Ísis Dias de Oliveira
Estudante no curso de Ciências Sociais da USP, em 1965, passou a residir no Conjunto Residencial da Universidade de São Paulo (Crusp). No início de 1972, Ísis se mudou para o Rio de Janeiro, onde foi presa e, desde então, permanece desaparecida. Sua família buscou incessantemente por informações, mas não obteve sucesso. Em sua homenagem, o Centro Acadêmico de Ciências Sociais da USP foi renomeado como CeUPES Ísis Dias de Oliveira, reconhecendo sua importância no movimento estudantil.
Jane Vanini
Ingressante no curso de Ciências Sociais da USP em 1966, foi militante na Ação Libertadora Nacional (ALN), no Movimento de Libertação Popular (Molipo) e no Movimiento de Izquierda Revolucionaria (MIR). Buscou asilo no Chile e, após o golpe de estado, em 1973, que levou Augusto Pinochet ao poder, viveu na clandestinidade. Após a prisão de seu companheiro, tentou resgatá-lo, mas foi presa após resistir por quatro horas contra agentes policiais. Em 1993, o governo chileno reconheceu a responsabilidade pela morte de Jane e concedeu uma pensão à sua família. Seu corpo nunca foi encontrado.
João Antônio Santos Abi-Eçab
Estudante de Filosofia da USP em 1963, foi ativo no movimento estudantil. Casou-se com Catarina Helena Abi-Eçab em 1968. A versão oficial de sua morte afirmava que o casal faleceu em um acidente de carro, mas reportagens posteriores revelaram que João e Catarina foram, na verdade, executados pelo DOI-Codi/RJ, versão confirmada por um ex-soldado do Exército.
Luiz Eduardo da Rocha Merlino
Ingressou na USP em 1969, no curso de História. Em 1970, viajou à França para participar do 2º Congresso da Liga Comunista. Após retornar ao Brasil, foi preso violentamente em Santos e levado ao DOI-Codi/SP, onde foi torturado por 24 horas ininterruptas até a morte.
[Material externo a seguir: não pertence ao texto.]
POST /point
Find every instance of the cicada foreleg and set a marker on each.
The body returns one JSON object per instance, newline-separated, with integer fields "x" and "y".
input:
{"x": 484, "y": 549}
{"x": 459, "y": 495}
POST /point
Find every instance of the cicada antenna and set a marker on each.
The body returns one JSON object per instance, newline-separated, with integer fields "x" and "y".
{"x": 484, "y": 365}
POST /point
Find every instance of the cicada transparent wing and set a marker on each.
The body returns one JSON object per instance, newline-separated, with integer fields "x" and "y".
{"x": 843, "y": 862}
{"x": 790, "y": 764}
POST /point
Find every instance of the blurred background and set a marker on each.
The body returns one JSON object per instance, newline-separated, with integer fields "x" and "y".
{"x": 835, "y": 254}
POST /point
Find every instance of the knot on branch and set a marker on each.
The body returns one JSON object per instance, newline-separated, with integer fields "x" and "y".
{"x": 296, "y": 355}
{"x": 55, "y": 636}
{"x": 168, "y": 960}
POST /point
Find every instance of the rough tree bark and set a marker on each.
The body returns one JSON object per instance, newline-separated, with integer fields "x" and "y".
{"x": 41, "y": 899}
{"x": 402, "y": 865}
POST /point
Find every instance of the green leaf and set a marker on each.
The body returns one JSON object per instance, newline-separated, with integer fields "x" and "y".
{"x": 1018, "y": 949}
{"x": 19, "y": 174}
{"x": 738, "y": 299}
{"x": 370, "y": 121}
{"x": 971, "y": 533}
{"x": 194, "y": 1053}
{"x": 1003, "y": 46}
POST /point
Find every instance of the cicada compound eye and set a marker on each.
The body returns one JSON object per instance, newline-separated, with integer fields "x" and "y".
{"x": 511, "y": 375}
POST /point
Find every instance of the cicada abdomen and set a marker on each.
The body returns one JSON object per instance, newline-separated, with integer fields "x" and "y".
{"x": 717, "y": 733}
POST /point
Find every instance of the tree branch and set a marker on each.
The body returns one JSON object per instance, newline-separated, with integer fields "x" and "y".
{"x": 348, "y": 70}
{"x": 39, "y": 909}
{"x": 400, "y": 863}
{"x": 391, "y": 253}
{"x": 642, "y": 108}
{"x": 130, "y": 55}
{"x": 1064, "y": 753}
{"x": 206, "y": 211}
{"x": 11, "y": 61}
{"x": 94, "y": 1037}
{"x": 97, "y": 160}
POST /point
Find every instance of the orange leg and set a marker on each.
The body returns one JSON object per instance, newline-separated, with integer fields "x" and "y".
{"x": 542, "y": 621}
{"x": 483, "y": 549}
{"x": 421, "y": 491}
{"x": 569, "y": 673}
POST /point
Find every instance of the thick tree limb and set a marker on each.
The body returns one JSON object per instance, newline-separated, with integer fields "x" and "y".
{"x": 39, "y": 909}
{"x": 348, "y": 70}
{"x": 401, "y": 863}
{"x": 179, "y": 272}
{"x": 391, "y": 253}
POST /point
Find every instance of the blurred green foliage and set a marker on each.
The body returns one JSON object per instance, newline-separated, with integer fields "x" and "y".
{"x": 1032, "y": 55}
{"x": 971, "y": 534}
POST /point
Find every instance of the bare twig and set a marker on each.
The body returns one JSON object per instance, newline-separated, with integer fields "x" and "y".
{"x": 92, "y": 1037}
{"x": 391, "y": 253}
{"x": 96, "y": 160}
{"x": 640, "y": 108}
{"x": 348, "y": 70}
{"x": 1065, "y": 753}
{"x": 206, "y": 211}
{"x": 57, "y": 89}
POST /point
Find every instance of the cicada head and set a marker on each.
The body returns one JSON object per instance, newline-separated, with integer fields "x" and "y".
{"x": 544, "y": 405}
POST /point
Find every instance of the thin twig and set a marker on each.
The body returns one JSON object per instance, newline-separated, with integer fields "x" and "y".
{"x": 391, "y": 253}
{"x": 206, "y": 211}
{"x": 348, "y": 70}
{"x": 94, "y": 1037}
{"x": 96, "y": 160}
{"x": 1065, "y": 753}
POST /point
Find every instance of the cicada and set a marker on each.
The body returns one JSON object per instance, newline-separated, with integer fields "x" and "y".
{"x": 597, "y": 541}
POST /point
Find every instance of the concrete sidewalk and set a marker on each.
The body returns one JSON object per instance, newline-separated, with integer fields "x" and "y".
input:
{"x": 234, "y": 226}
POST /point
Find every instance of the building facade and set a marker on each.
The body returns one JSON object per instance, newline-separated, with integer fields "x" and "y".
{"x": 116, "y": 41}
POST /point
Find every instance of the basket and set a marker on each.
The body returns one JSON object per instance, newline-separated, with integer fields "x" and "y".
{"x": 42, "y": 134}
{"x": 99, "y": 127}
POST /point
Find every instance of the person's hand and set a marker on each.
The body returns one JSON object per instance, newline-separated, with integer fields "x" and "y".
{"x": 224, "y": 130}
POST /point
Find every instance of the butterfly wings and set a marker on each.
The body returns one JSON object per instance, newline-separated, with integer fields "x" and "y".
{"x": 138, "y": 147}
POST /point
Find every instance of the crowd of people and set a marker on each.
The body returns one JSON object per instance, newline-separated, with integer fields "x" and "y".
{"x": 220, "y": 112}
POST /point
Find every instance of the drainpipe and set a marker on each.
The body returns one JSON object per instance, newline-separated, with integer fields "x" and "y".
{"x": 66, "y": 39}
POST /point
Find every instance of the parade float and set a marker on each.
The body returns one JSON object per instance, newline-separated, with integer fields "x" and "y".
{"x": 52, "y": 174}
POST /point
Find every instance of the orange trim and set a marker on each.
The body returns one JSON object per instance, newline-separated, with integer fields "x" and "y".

A família moveu uma ação judicial contra o coronel Carlos Alberto Brilhante Ustra, acusado de ser o responsável por sua morte. Embora a justiça tenha inicialmente reconhecido a responsabilidade de Ustra, o coronel faleceu, em 2015, sem ter sido oficialmente punido.
Maria Regina Marcondes Pinto
Estudante de Ciências Sociais na USP em 1969, mudou-se para o Chile e atuou no Movimiento de Izquierda Revolucionaria (MIR). Ao retornar para o Brasil em 1976, após uma breve estadia em Buenos Aires, desapareceu depois de se encontrar com o médico Edgardo Enriquez, também ligado ao MIR. O Estado argentino reconheceu sua responsabilidade no desaparecimento. Seu corpo nunca foi localizado.
Ruy Carlos Vieira Berbert
Ingressante no ano de 1968, no curso de Letras da USP, onde se envolveu ativamente com o movimento estudantil. Documentos indicam que ele foi torturado antes de sua morte, durante a Operação Ilha, que visava capturar guerrilheiros do Molipo treinados em Cuba. Ruy é considerado desaparecido político, pois seus restos mortais nunca foram entregues à família, impossibilitando seu sepultamento.
Sérgio Roberto Corrêa
Estudante de Ciências Sociais da USP em 1967, integrou a Ação Libertadora Nacional (ALN). Ele teria morrido em 1969, quando o carro em que estava explodiu na Rua da Consolação, em São Paulo.
Suely Yumiko Kanayama
Em 1967, Suely ingressou no curso de Letras da USP. No final de 1971, chegou à região do Araguaia e, em 1973, durante a repressão à guerrilha, desapareceu após sair em missão. Segundo uma reportagem do Diário Nippak, de 1979, Suely foi morta por rajadas de metralhadora e enterrada em Tocantins.
Tito de Alencar Lima
Ingressou na Ordem dos Dominicanos em 1965 e foi ordenado sacerdote em 1967. Em 1969, iniciou o curso de Ciências Sociais na USP e foi preso, acusado de ligações com a ALN, sofrendo torturas intensas. Foi banido do Brasil em 1971, em troca da libertação do embaixador suíço, e instalou-se na França. Contudo, a tortura deixara nele marcas profundas. Em 1974, Frei Tito, como era conhecido, suicidou-se no convento dominicano de Sainte-Marie de la Tourette.